Glass had a rocky start in the world when it was first introduced in its 2013 Explorer Edition targeting early adopters and developers. Resultant ‘glasshole’ neologism notwithstanding, Google went on to revive Glass back in 2017 in its first Enterprise Edition headset, which targets a multitude of businesses including logistics, manufacturing, and field services. Now it seems the most recent version of Glass has fared well enough in the enterprise market that Google is now opening up sales to anyone with around $1,000.
According to a Google blog post, the company has seen “strong demand from developers and businesses,” so it’s making Glass 2 available through their hardware resellers, which includes CDW, Mobile Advance or SHI.
Glass Project Lead Jay Kothari says that with the new availability of Glass 2, the company is also sharing new open source applications and code samples, which includes sample layouts and UI components so developers can independently start creating for Glass.

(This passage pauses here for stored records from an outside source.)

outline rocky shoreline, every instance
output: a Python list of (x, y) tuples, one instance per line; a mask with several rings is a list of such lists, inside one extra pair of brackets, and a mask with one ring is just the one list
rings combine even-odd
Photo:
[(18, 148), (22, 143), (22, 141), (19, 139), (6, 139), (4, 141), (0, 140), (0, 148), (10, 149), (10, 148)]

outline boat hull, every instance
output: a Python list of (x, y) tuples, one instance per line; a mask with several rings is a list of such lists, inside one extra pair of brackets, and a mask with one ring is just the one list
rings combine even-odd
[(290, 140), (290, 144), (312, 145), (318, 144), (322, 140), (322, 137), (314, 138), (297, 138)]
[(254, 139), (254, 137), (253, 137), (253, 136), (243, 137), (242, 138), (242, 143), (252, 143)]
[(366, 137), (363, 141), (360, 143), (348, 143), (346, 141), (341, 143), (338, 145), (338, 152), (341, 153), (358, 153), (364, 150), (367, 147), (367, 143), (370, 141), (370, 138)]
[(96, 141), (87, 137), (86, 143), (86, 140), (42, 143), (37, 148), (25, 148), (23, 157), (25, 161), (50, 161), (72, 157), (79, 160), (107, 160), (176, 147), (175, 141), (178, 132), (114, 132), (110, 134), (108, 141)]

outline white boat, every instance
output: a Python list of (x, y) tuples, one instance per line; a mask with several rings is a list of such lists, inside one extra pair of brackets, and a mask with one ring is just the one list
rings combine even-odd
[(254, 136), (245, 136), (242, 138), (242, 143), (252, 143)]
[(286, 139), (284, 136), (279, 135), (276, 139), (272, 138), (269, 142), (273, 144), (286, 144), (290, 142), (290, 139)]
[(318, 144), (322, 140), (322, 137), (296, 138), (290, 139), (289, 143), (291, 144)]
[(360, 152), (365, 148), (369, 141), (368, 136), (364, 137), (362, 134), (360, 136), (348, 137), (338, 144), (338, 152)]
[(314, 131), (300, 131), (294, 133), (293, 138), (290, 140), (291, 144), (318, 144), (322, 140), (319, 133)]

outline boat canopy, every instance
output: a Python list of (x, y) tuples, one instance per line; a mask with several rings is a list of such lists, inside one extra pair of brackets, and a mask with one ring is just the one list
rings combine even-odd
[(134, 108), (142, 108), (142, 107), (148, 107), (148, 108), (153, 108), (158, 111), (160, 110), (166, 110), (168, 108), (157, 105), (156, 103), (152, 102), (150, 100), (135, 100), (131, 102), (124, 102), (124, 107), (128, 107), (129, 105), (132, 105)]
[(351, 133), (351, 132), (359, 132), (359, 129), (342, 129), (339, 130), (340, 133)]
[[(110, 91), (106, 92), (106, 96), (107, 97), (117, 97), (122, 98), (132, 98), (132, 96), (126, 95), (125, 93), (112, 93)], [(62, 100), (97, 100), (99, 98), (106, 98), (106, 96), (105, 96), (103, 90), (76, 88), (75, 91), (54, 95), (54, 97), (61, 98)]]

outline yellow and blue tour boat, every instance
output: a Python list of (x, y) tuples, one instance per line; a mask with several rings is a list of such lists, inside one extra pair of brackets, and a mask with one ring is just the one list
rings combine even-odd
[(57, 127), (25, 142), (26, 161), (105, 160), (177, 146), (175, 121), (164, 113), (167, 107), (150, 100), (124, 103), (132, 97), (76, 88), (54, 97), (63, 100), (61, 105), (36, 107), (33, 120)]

Unlike AR headsets such as Microsoft HoloLens, HoloLens 2, or Magic Leap 1, Glass can only track the users head movement via its 6-axis accelerometer/gyroscope, making it useful for tasks that can comfortably fit in its single-eye display, putting the smart glasses in stark contrast to more immersive, stereoscopic AR headsets that can track positional movement.
Google Glass Enterprise Edition 2 includes a Qualcomm Snapdragon XR1 chipset running Android Oreo and 3GB of LPDDR4 RAM. Its single 8MP camera boasts an 80° field of view. Since its made for industry, its both water and dust resistant, and can clip onto a variety of frames, including an optional titanium band.